Implications of Missingness in Self-Reported Data for Estimating Racial and Ethnic Disparities in Medicaid Quality Measures
Published in: Health Services Research, Volume 57, Issue 6, pages 1370–1378 (December 2022). doi: 10.1111/1475-6773.14025
Posted on RAND.org on November 10, 2022
To assess the feasibility and implications of imputing race and ethnicity for quality and utilization measurement in Medicaid.
Data Sources and Study Setting
2017 Oregon Medicaid claims from the Oregon Health Authority and electronic health records (EHR) from OCHIN, a clinical data research network, were used.
We cross-sectionally assessed Hispanic-White, Black-White, and Asian-White disparities in 22 quality and utilization measures, comparing self-reported race and ethnicity to imputed values from the Bayesian Improved Surname Geocoding (BISG) algorithm.
Race and ethnicity were obtained from self-reported data and imputed using BISG.

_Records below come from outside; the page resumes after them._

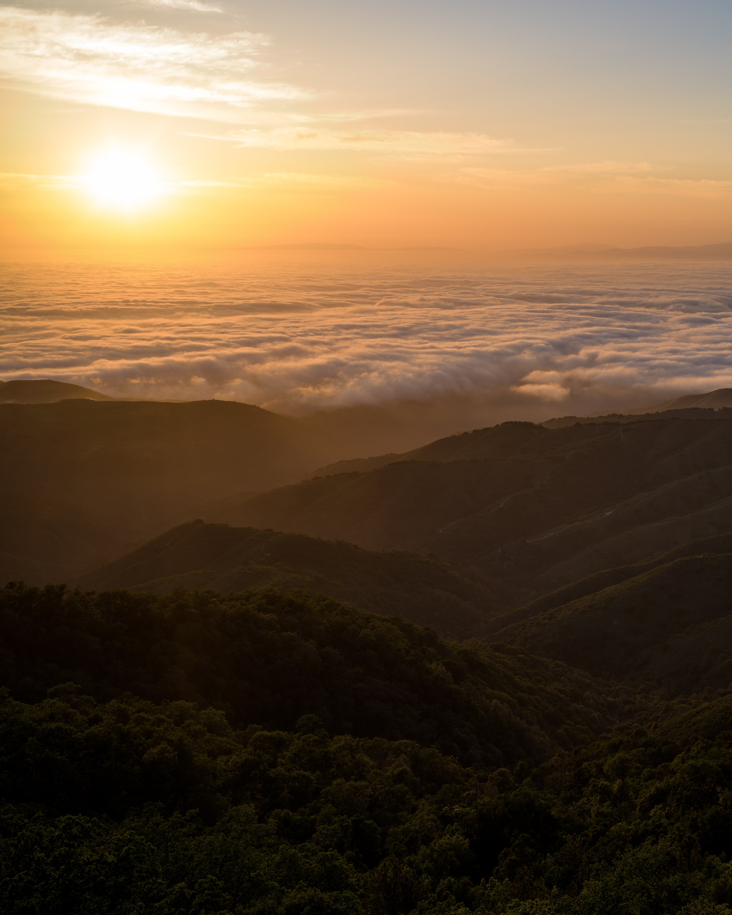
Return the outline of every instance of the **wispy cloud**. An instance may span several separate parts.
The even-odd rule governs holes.
[[[254,106],[305,97],[296,86],[254,78],[266,43],[250,32],[191,34],[0,7],[0,68],[11,85],[133,111],[236,123]]]
[[[140,0],[143,6],[151,6],[154,9],[183,9],[192,10],[194,13],[222,13],[221,6],[214,4],[199,3],[199,0]]]
[[[375,117],[374,114],[353,114],[351,120]],[[385,116],[385,115],[382,115]],[[345,114],[322,115],[321,123],[346,120]],[[303,118],[303,120],[306,120]],[[316,118],[309,119],[315,121]],[[408,130],[342,130],[322,127],[316,124],[300,124],[289,127],[270,129],[232,130],[224,135],[206,135],[209,139],[224,140],[250,148],[275,150],[338,150],[369,153],[388,159],[450,159],[486,156],[490,153],[512,151],[511,141],[496,139],[485,134],[458,134],[444,131]],[[518,150],[524,151],[524,150]]]
[[[597,189],[626,194],[670,194],[673,197],[728,199],[732,197],[732,181],[710,178],[619,177],[611,184],[601,186]]]

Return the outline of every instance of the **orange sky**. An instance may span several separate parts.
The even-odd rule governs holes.
[[[10,252],[732,240],[716,0],[77,0],[0,20]]]

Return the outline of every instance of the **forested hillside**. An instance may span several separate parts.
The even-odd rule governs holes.
[[[0,608],[4,912],[729,911],[727,690],[272,591]]]
[[[460,638],[482,630],[506,606],[505,597],[485,579],[435,556],[201,521],[167,532],[78,584],[160,594],[179,588],[299,589]]]
[[[211,520],[433,552],[522,604],[732,530],[732,421],[503,424],[376,469],[315,478]]]
[[[3,583],[75,577],[212,501],[299,479],[343,447],[246,404],[0,404],[0,500],[23,517],[21,531],[0,522]],[[48,535],[49,502],[62,536]]]
[[[416,740],[482,767],[587,740],[630,714],[635,695],[304,594],[9,587],[0,633],[0,685],[17,698],[73,681],[102,700],[212,705],[237,727],[289,729],[318,714],[334,733]]]

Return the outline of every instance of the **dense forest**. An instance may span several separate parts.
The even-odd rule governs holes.
[[[144,498],[84,506],[156,486],[156,416],[183,413],[69,403],[7,404],[7,479],[107,407],[149,455],[127,474],[108,416],[5,500],[0,911],[732,915],[728,419],[507,423],[259,494],[244,474],[122,548]],[[232,479],[293,428],[245,418]]]
[[[0,910],[727,913],[732,694],[274,590],[0,593]]]

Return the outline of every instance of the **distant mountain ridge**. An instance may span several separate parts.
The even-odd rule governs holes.
[[[479,576],[436,558],[201,521],[167,532],[76,584],[157,594],[181,588],[304,590],[453,638],[479,630],[505,604]]]
[[[596,676],[716,689],[732,675],[730,593],[732,535],[723,534],[576,582],[497,617],[488,630]]]
[[[0,404],[56,404],[66,399],[113,401],[117,398],[50,378],[0,382]]]
[[[434,552],[520,604],[732,531],[732,418],[506,423],[360,464],[208,520]]]

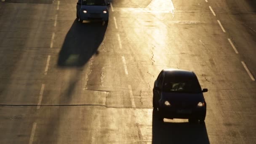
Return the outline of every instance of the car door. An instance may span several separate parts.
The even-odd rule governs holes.
[[[77,17],[78,18],[79,16],[79,11],[81,8],[81,4],[82,3],[82,0],[78,0],[77,3]]]
[[[161,90],[163,87],[163,81],[164,73],[162,71],[161,72],[157,78],[155,83],[154,86],[153,92],[155,96],[155,100],[158,101],[161,98]],[[155,88],[159,88],[158,90],[156,89]]]

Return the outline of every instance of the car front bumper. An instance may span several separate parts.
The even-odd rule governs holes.
[[[109,20],[108,13],[96,14],[81,13],[80,14],[80,19],[83,20],[90,21],[92,20],[99,20],[101,21],[108,21]]]
[[[159,114],[164,118],[169,119],[204,119],[206,114],[206,107],[182,109],[171,107],[160,107]]]

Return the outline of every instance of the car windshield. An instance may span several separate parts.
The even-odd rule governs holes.
[[[104,0],[83,0],[83,5],[105,5]]]
[[[163,85],[165,92],[199,93],[202,91],[197,80],[191,77],[167,77]]]

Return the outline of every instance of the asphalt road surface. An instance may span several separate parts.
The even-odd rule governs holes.
[[[76,0],[1,0],[0,144],[256,143],[256,1],[113,0],[108,24]],[[152,89],[192,70],[205,125],[165,119]]]

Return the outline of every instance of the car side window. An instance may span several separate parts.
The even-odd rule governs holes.
[[[161,88],[163,88],[163,74],[162,73],[162,75],[160,76],[159,80],[158,81],[158,87]]]
[[[160,79],[160,77],[162,75],[162,74],[163,74],[163,71],[161,71],[161,72],[160,72],[160,73],[159,74],[159,75],[158,75],[158,76],[157,76],[157,78],[156,82],[157,82],[157,85],[158,85],[158,82],[159,81],[159,80]]]

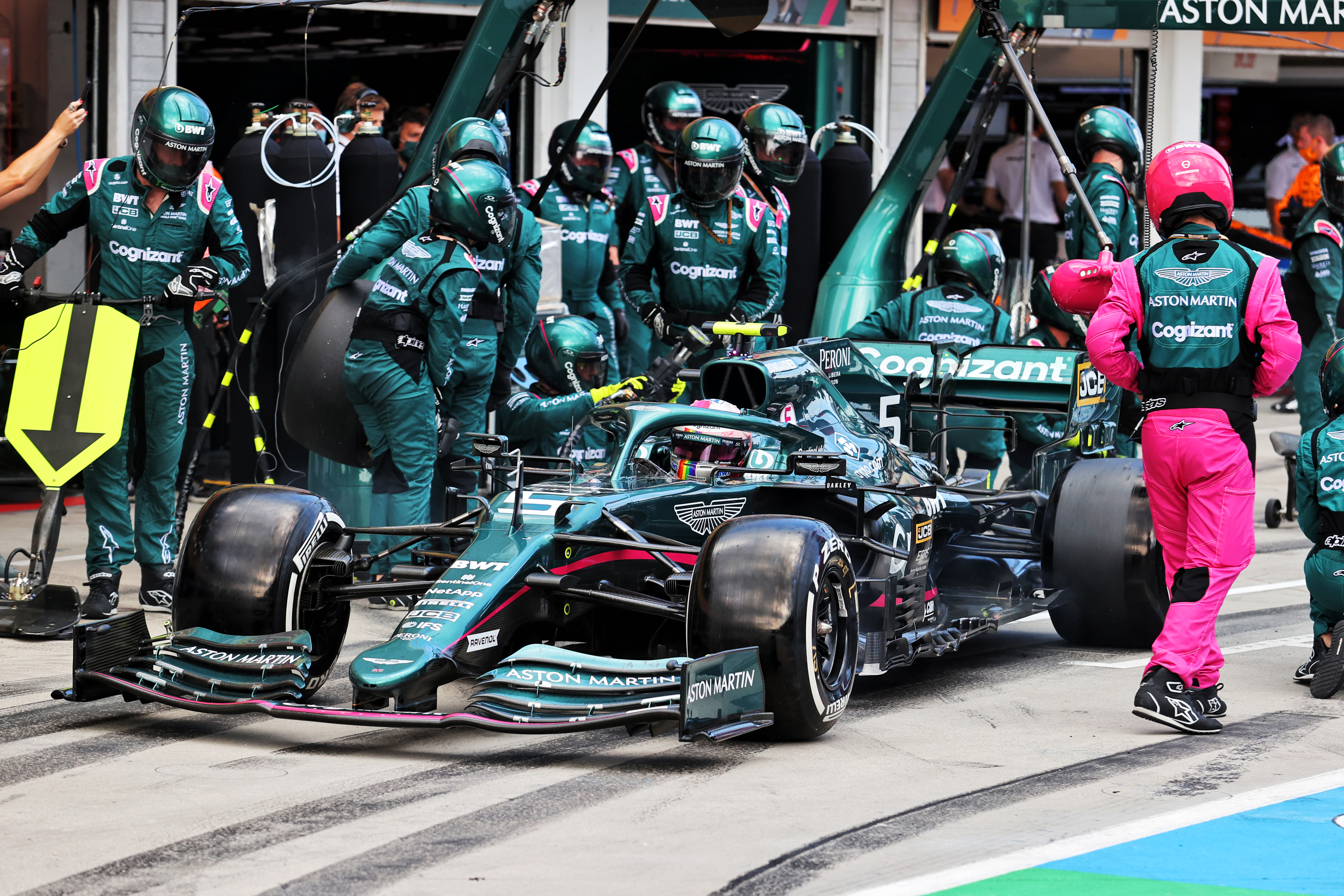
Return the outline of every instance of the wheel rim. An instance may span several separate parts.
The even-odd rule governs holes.
[[[835,567],[821,579],[812,625],[816,631],[816,670],[828,690],[837,690],[844,677],[849,638],[844,613],[844,579]]]

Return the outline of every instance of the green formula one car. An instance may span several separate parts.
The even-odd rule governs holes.
[[[715,326],[716,332],[732,325]],[[745,325],[741,329],[759,328]],[[474,437],[493,498],[444,525],[384,528],[446,549],[394,582],[332,505],[239,485],[212,496],[181,551],[173,631],[138,613],[82,625],[54,696],[122,695],[211,713],[345,724],[555,732],[625,725],[715,740],[816,737],[855,680],[954,650],[1048,610],[1077,642],[1145,645],[1167,598],[1138,461],[1106,457],[1107,388],[1085,352],[817,340],[727,357],[685,379],[718,407],[598,407],[607,461],[524,457]],[[1030,481],[986,489],[913,451],[958,408],[1001,426],[1058,414]],[[915,414],[913,414],[913,411]],[[911,423],[937,420],[929,433]],[[1056,418],[1059,419],[1059,418]],[[745,465],[694,463],[676,433],[747,434]],[[937,455],[935,455],[937,457]],[[349,600],[421,595],[351,664],[348,707],[317,705]],[[439,712],[439,685],[473,695]]]

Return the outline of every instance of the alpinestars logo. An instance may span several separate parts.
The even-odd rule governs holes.
[[[1219,277],[1227,277],[1232,273],[1231,267],[1159,267],[1153,271],[1163,279],[1169,279],[1180,283],[1181,286],[1203,286],[1204,283],[1211,283]]]
[[[676,519],[685,523],[696,535],[708,535],[720,523],[731,520],[742,513],[747,505],[746,498],[719,498],[718,501],[692,501],[691,504],[677,504],[672,508]]]

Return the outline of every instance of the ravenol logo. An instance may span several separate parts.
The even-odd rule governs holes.
[[[681,262],[672,262],[671,271],[673,274],[684,274],[691,279],[699,279],[700,277],[710,279],[737,279],[738,266],[732,267],[711,267],[708,265],[683,265]]]
[[[108,251],[121,255],[132,262],[163,262],[165,265],[180,265],[184,253],[160,253],[155,249],[140,249],[138,246],[122,246],[116,239],[108,243]]]

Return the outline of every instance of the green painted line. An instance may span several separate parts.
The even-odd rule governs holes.
[[[1054,868],[1028,868],[965,887],[938,891],[939,896],[1300,896],[1277,889],[1243,889],[1180,884],[1144,877],[1089,875]]]

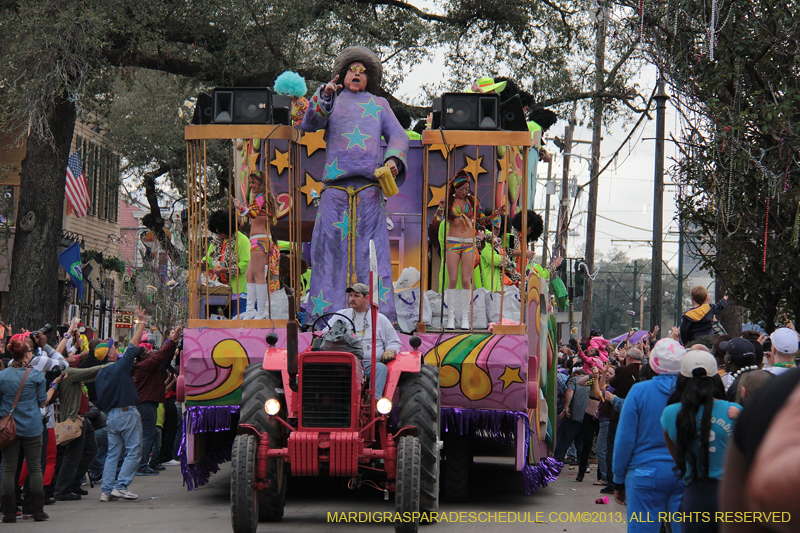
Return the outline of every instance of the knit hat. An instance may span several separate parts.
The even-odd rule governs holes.
[[[797,332],[789,328],[778,328],[769,336],[772,347],[781,353],[796,354],[798,350]]]
[[[383,65],[375,52],[363,46],[349,46],[339,52],[333,62],[333,76],[338,75],[338,83],[344,83],[347,69],[353,63],[361,63],[367,69],[367,91],[375,94],[381,86]]]
[[[681,371],[681,360],[686,348],[676,340],[661,339],[650,351],[650,368],[656,374],[677,374]]]
[[[94,356],[98,361],[105,360],[106,356],[108,355],[108,351],[111,347],[114,346],[114,339],[107,339],[105,341],[100,342],[94,348]]]
[[[744,339],[742,339],[744,340]],[[702,350],[691,350],[686,352],[686,355],[681,360],[681,376],[687,378],[694,377],[694,370],[702,368],[706,371],[706,376],[713,377],[717,375],[717,360],[709,352]]]

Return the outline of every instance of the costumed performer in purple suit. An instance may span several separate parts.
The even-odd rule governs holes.
[[[397,321],[384,198],[397,192],[394,179],[404,178],[408,136],[389,102],[375,96],[382,75],[372,51],[345,48],[334,61],[333,79],[314,93],[300,126],[305,131],[325,128],[327,142],[324,188],[311,239],[308,323],[347,307],[347,287],[369,283],[370,240],[378,256],[374,290],[380,312]],[[380,181],[376,174],[382,175]]]

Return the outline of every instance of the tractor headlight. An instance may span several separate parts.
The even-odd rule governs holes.
[[[264,402],[264,410],[270,416],[277,415],[278,411],[281,410],[281,402],[279,402],[275,398],[270,398],[269,400]]]
[[[378,400],[378,403],[375,405],[378,409],[378,412],[382,415],[388,415],[392,412],[392,400],[389,398],[381,398]]]

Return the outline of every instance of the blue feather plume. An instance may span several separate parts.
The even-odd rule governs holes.
[[[308,88],[306,87],[306,80],[297,72],[287,70],[277,78],[275,78],[275,92],[286,96],[305,96]]]

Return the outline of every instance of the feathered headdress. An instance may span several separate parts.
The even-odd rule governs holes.
[[[275,85],[273,87],[275,92],[286,96],[294,96],[300,98],[305,96],[308,92],[306,87],[306,80],[297,72],[287,70],[277,78],[275,78]]]

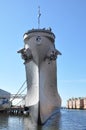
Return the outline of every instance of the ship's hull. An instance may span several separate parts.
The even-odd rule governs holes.
[[[32,30],[24,35],[25,46],[19,51],[25,60],[26,106],[34,122],[41,124],[61,106],[56,67],[59,51],[55,49],[54,38],[50,31]]]

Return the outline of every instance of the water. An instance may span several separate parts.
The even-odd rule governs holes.
[[[0,115],[0,130],[86,130],[86,110],[61,110],[44,126],[35,126],[28,117]]]

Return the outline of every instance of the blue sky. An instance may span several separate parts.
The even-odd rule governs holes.
[[[25,81],[23,60],[17,51],[24,46],[23,34],[51,27],[57,59],[58,90],[62,105],[71,97],[86,96],[86,0],[1,0],[0,1],[0,89],[16,93]]]

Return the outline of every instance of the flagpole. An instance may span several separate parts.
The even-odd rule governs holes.
[[[40,13],[40,6],[38,7],[38,29],[40,28],[40,16],[41,16],[41,13]]]

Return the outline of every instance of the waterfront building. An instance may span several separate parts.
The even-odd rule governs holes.
[[[75,98],[75,99],[73,98],[73,99],[72,99],[72,102],[73,102],[73,109],[76,109],[76,100],[77,100],[77,98]]]
[[[69,108],[69,109],[72,109],[72,108],[73,108],[73,101],[72,101],[72,99],[69,99],[69,100],[68,100],[68,108]]]
[[[84,109],[86,109],[86,98],[83,99]]]
[[[77,98],[76,109],[83,109],[83,99],[82,98]]]

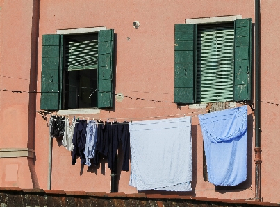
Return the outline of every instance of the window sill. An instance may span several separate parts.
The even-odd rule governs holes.
[[[60,115],[71,115],[71,114],[99,114],[99,109],[78,109],[69,110],[59,110],[58,114]]]
[[[203,104],[192,104],[188,106],[189,109],[206,109],[207,107],[208,103],[203,103]],[[229,107],[233,108],[236,106],[235,102],[229,102]]]

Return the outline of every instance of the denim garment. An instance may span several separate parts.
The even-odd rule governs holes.
[[[85,148],[85,165],[91,166],[90,159],[94,157],[97,142],[97,125],[94,120],[90,120],[87,126],[87,135]]]
[[[135,121],[129,132],[129,185],[138,190],[192,190],[190,117]]]
[[[247,106],[198,116],[209,182],[236,186],[247,179]]]

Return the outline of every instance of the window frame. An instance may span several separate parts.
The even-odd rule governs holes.
[[[99,60],[97,75],[97,107],[113,107],[113,84],[114,73],[114,30],[106,26],[57,30],[56,34],[43,35],[42,48],[41,109],[49,111],[79,111],[82,109],[62,109],[63,81],[63,35],[80,35],[99,33]],[[101,35],[99,35],[101,34]],[[47,63],[47,64],[46,64]],[[101,72],[100,72],[101,73]],[[104,76],[105,74],[105,76]],[[53,81],[54,80],[54,81]],[[53,84],[50,84],[50,82]],[[98,109],[85,109],[86,111],[96,113]]]
[[[174,101],[175,103],[199,104],[195,100],[195,74],[197,62],[196,51],[197,44],[197,25],[224,24],[231,21],[234,21],[236,37],[234,39],[234,91],[233,100],[251,100],[251,84],[252,82],[251,72],[252,64],[252,19],[242,19],[241,15],[233,15],[189,19],[185,21],[187,24],[175,24]],[[236,35],[237,33],[239,35]],[[247,42],[244,41],[245,39]],[[246,51],[247,54],[245,53]],[[242,55],[247,57],[243,58]],[[238,67],[239,67],[238,69]]]

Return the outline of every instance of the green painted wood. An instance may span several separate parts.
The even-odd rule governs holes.
[[[197,102],[233,98],[233,24],[198,27],[196,98]]]
[[[43,35],[42,48],[41,109],[60,108],[60,35]]]
[[[234,100],[251,100],[252,19],[235,21]]]
[[[195,25],[175,24],[174,98],[176,103],[194,102]]]
[[[101,30],[98,34],[97,107],[113,106],[114,30]]]

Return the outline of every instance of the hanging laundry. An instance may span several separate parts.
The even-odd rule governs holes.
[[[138,190],[192,190],[191,118],[136,121],[129,127],[129,185]]]
[[[247,106],[199,115],[209,182],[236,186],[247,179]]]
[[[85,148],[85,165],[91,166],[90,159],[94,157],[97,141],[97,125],[95,121],[90,120],[86,128],[86,141]]]
[[[104,128],[105,125],[102,121],[97,121],[97,141],[95,147],[94,159],[93,164],[97,166],[99,164],[100,153],[104,151]]]
[[[124,159],[122,170],[129,170],[129,123],[113,123],[107,124],[106,134],[109,136],[109,152],[108,154],[108,168],[117,171],[117,152],[119,143],[122,143]]]
[[[77,156],[81,159],[81,164],[85,164],[85,148],[86,140],[87,121],[85,120],[76,120],[73,135],[73,152],[72,153],[72,164],[76,163]]]
[[[75,118],[73,118],[73,120],[71,123],[68,118],[65,118],[65,126],[64,127],[63,145],[69,151],[72,151],[74,148],[72,141],[75,123]]]
[[[49,135],[60,137],[64,135],[65,117],[51,116],[49,120]]]

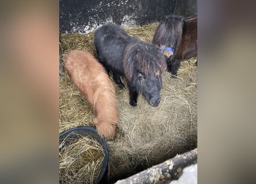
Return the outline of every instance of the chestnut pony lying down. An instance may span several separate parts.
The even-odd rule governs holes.
[[[98,133],[111,139],[119,112],[114,86],[105,68],[91,53],[78,50],[67,55],[64,66],[71,80],[96,112],[93,122]]]

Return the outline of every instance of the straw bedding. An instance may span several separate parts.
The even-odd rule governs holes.
[[[156,22],[125,30],[151,42],[158,25]],[[90,52],[97,58],[93,35],[94,32],[61,35],[63,57],[77,49]],[[192,58],[182,62],[176,79],[171,78],[169,72],[163,74],[161,101],[157,107],[150,106],[142,95],[139,96],[137,106],[131,107],[128,88],[121,90],[115,85],[120,125],[114,139],[108,142],[110,180],[127,177],[197,147],[196,60]],[[60,77],[59,90],[60,132],[79,125],[95,127],[92,122],[95,115],[93,109],[81,97],[66,72]]]

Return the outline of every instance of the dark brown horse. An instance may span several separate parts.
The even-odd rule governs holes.
[[[152,43],[174,49],[174,54],[166,61],[167,71],[177,75],[182,60],[197,55],[197,15],[188,18],[165,16],[156,29]]]

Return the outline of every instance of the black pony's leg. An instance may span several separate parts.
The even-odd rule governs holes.
[[[118,74],[113,72],[113,79],[114,79],[116,83],[119,86],[120,88],[123,89],[125,86],[123,83],[122,80],[121,80],[120,76]]]
[[[171,71],[171,59],[170,57],[166,59],[167,71],[170,72]]]
[[[177,72],[178,69],[179,68],[179,66],[181,65],[181,60],[179,59],[175,59],[173,60],[171,63],[171,73],[174,76],[173,77],[176,77],[177,74]]]
[[[130,96],[130,105],[135,107],[137,106],[137,99],[139,95],[139,93],[137,93],[135,86],[131,86],[128,84],[129,86],[129,94]]]

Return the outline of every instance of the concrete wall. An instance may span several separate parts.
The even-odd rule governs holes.
[[[60,31],[86,33],[106,23],[143,25],[169,14],[189,16],[197,7],[197,0],[60,0]]]

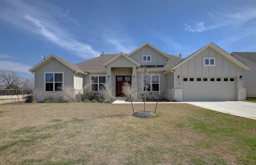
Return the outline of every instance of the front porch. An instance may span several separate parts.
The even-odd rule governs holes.
[[[137,97],[137,68],[140,65],[122,53],[120,53],[104,64],[106,67],[107,81],[114,96],[122,96],[123,82],[131,84]]]
[[[122,85],[125,82],[131,85],[133,91],[136,91],[135,95],[137,97],[137,79],[136,68],[132,67],[111,67],[111,72],[108,75],[107,84],[110,87],[115,97],[123,97],[122,92]]]

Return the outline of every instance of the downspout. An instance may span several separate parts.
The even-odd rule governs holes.
[[[174,70],[172,70],[172,69],[170,70],[170,71],[172,73],[173,73],[173,74],[174,74],[174,86],[175,86],[175,72],[174,71]],[[173,87],[173,101],[174,100],[174,89],[175,89],[175,87]]]

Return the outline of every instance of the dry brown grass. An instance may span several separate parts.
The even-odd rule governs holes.
[[[256,121],[186,104],[158,107],[141,119],[128,105],[0,105],[1,164],[256,163]]]

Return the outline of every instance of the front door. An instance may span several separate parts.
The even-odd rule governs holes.
[[[124,94],[122,91],[122,85],[125,82],[131,84],[131,76],[116,76],[116,96],[123,96]]]

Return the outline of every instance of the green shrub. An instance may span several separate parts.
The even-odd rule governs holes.
[[[83,100],[83,102],[89,102],[90,101],[89,100],[88,100],[88,99],[85,99],[85,100]]]
[[[105,100],[105,103],[112,103],[115,100],[114,98],[108,98]]]
[[[26,97],[25,102],[33,103],[35,102],[35,97],[34,95],[31,95]]]
[[[91,101],[96,100],[99,101],[101,98],[103,98],[103,96],[102,94],[99,92],[87,91],[81,96],[81,100],[89,100]]]
[[[97,102],[98,101],[97,101],[97,100],[95,100],[95,99],[93,99],[93,100],[92,100],[90,101],[90,102]]]
[[[54,101],[54,97],[51,96],[45,96],[44,99],[44,102],[52,102]]]

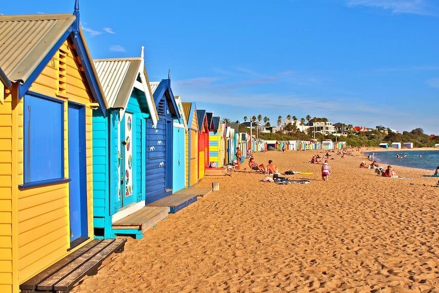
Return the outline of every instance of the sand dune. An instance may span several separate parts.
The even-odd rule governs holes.
[[[206,177],[210,194],[129,239],[74,292],[436,292],[439,188],[426,171],[360,169],[359,153],[333,154],[332,174],[308,163],[325,152],[269,152],[310,184],[278,185],[244,172]],[[246,167],[246,160],[244,167]],[[431,171],[429,171],[431,172]]]

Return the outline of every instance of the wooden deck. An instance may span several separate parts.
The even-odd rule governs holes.
[[[225,176],[227,168],[206,168],[204,176]]]
[[[123,251],[126,239],[95,240],[20,285],[22,293],[69,292],[85,275],[98,273],[102,262]]]
[[[135,238],[138,239],[143,236],[144,232],[165,218],[169,212],[168,207],[145,207],[115,222],[112,228],[117,235],[133,234]]]
[[[212,191],[211,188],[184,188],[146,206],[169,207],[169,212],[175,213],[196,202],[199,196],[203,196]]]

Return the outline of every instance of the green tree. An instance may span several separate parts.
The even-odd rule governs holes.
[[[300,125],[305,125],[305,118],[300,118]]]

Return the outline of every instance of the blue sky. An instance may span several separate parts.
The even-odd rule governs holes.
[[[5,2],[4,14],[74,0]],[[439,135],[434,0],[80,1],[93,58],[139,56],[151,81],[215,116],[325,117]]]

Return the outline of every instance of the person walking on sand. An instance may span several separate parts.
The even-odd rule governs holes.
[[[328,160],[325,160],[321,166],[321,178],[323,181],[328,181],[328,178],[330,174],[331,166],[328,163]]]
[[[255,159],[250,158],[249,161],[249,167],[250,167],[250,172],[252,171],[260,171],[264,174],[266,174],[267,171],[265,170],[265,166],[263,164],[258,164],[255,161]]]
[[[242,156],[242,152],[239,149],[239,146],[236,147],[236,160],[238,161],[238,170],[241,170],[241,157]]]

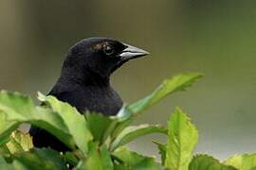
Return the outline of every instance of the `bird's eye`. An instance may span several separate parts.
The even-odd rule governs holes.
[[[106,45],[105,48],[104,48],[104,53],[106,55],[112,55],[114,53],[114,47],[112,45]]]

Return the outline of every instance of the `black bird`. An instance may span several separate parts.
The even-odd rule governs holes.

42.5%/4.9% of claims/EHR were missing self-reported data; BISG estimates were available for >99% of each and had good concordance (0.87–0.95) with Asian, Black, Hispanic, and White self-report. All estimated racial and ethnic disparities were statistically similar in self-reported and imputed EHR-based measures. However, within claims, BISG estimates and incomplete self-reported data yielded substantially different disparities in almost half of the measures, with BISG-based Black-White disparities generally larger than self-reported race and ethnicity data.
BISG imputation methods are feasible for Medicaid claims data and reduced missingness to <1%. Disparities may be larger than what is estimated using self-reported data with high rates of missingness.